Mit Spielen zum Erfolg
Halli Galli, Siedler, Dixit – kennt fast jeder. Aber wenige wissen: Die Firma Ludo Fact aus Jettingen stellt sie her. Das zweite Standbein des Familienunternehmens sind erneuerbare Energien. Wie das zusammenpasst
Jettingen Scheppach Wer die A8 an der Ausfahrt Burgau verlässt und in Richtung der 7000-Einwohner-Gemeinde Jettingen-Scheppach im Kreis Günzburg abbiegt, der steuert auf einen Gewerbepark zu. Vor typischen Industriehallen steht Hinguck-Architektur. Runde, hohe, hölzerne Gebäude und irgendwann sticht einem ein Rotton und der Schriftzug Ludo Fact ins Auge. Über den Zaun des Firmengeländes ranken Rosen, der Rasen ist perfekt getrimmt. „Wenn die Mitarbeiter ankommen, sollen sie sich denken: Es ist schön, in die Arbeit zu gehen“, sagt Horst Walz. „Für solche Dinge muss man zwar ein bisschen Geld in die Hand nehmen, aber das zahlt sich aus.“Walz ist Chef der HW-Holding. Einer Firmen-Gruppe, zu der unter anderem der Spielehersteller Ludo Fact gehört. Jeder, der beim Halli-Galli-Spielen Erdbeeren, Limetten, Bananen und Pflaumen zählt oder bei Siedler mit Holz, Wolle, Lehm und Erz handelt, tut das mit Spielen aus Jettingen. Zu der Firmengruppe zählt außerdem ein Unternehmen, das Kraftwerke für regenerative Energie baut und betreut. Zwei Sparten, die auf den ersten Blick wenig miteinander zu tun haben – für den 58-jährigen Jettinger aber gut zusammenpassen. Geht es einer Branche nicht gut, könne das durch die andere aufgefangen werden.

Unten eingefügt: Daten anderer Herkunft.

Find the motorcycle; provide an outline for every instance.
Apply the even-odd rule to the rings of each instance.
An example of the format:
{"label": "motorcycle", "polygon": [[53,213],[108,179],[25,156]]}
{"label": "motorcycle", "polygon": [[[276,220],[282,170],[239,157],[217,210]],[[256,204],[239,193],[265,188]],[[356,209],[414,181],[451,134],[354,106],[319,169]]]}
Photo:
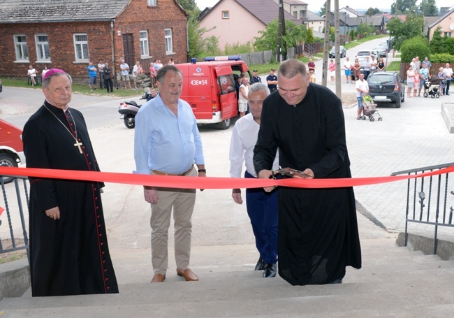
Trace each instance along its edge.
{"label": "motorcycle", "polygon": [[[152,93],[149,91],[149,88],[147,88],[148,89],[145,89],[145,93],[142,95],[140,100],[149,100],[149,96],[151,96]],[[120,120],[123,120],[124,126],[129,129],[133,129],[136,127],[136,114],[139,111],[141,106],[142,104],[138,105],[134,101],[122,101],[120,103],[120,106],[118,108],[118,113],[121,114]]]}

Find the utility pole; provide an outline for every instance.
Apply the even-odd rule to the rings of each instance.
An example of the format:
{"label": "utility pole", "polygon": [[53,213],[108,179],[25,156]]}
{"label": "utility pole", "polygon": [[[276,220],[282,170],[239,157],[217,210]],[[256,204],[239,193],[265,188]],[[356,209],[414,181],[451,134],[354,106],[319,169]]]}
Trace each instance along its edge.
{"label": "utility pole", "polygon": [[331,0],[326,0],[325,11],[325,41],[323,43],[323,67],[322,69],[321,85],[326,86],[326,72],[328,71],[328,50],[330,49],[330,18],[331,17]]}
{"label": "utility pole", "polygon": [[285,36],[286,34],[286,27],[285,27],[285,20],[284,19],[284,0],[279,0],[279,13],[278,13],[278,25],[279,28],[277,30],[277,58],[276,59],[277,62],[281,62],[283,59],[286,59],[286,56],[287,52],[287,49],[284,46],[284,59],[282,57],[282,36]]}
{"label": "utility pole", "polygon": [[334,29],[335,29],[335,43],[336,45],[336,95],[339,99],[342,94],[341,87],[342,76],[340,73],[340,36],[339,33],[339,0],[334,0]]}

1992 hat Walz die Geschäftsführung des Spieleherstellers übernommen. Damals gehörte die Firma noch zu einem österreichischen Unternehmen. 1995 ergriff er eine Gelegenheit und machte sich selbstständig, indem er den Österreichern diesen Teil der Firma abkaufte. 35 Mitarbeiter hatte Ludo Fact damals. Die Firma produzierte vor allem Karton-Schachteln für Gesellschaftsspiele. Seitdem sind aus 35 Mitarbeitern etwa 600 geworden. Sie produzieren nicht mehr nur Spieleschachteln, sondern kümmern sich um alles, was darin liegt. „Wenn am Ende des Spiels eine Spielfigur-Prinzessin aus einem Turm springen soll, dann überlegen wir uns einen Mechanismus, wie das klappt“, sagt Walz. Und in den 26 Jahren hat er etwas geschafft, was vielen anderen schwerfällt. Er hat die nächste Generation ins Unternehmen geholt. Von seinen drei Kindern arbeiten zwei in der Unternehmensgruppe. Sein Sohn Fabian Walz, 31, ist einer von vier Geschäftsführern. Seine Tochter Stephanie Dengler, 30, verantwortet das Marketing.
Walz steht am Eingang zur Produktionsund Packhalle. Jeder Mitarbeiter, der durch die Tür geht,
blickt auf ein Banner mit einem Hesse-Zitat: „Man muss das Unmögliche versuchen, um das Mögliche zu erreichen.“Das sei seine Philosophie, sagt der Unternehmer und stößt die Tür auf. Dahinter ist es staubig. Es riecht wie in einem Bastelgeschäft. Nach Pappe und Holz. Auf Paletten türmen sich bedruckte Papierbögen, die zu Spielekarten oder Puzzleteilen verarbeitet werden. Maschinen kleben, stanzen, falten. Eine Halle weiter
stehen in drei Reihen Mitarbeiter an Bändern und setzen die einzelnen Bestandteile zu einem Spiel zusammen. Ludo Fact stellt selbst alles her, was aus Karton oder Papier gemacht wird, für den Rest sucht das Unternehmen Zulieferer. Lederwürfelbecher und Holzfiguren kommen aus Europa, Kunststoffteile aus Asien. Im Sommer und bis kurz vor Weihnachten arbeiten die Mitarbeiter in drei Schichten.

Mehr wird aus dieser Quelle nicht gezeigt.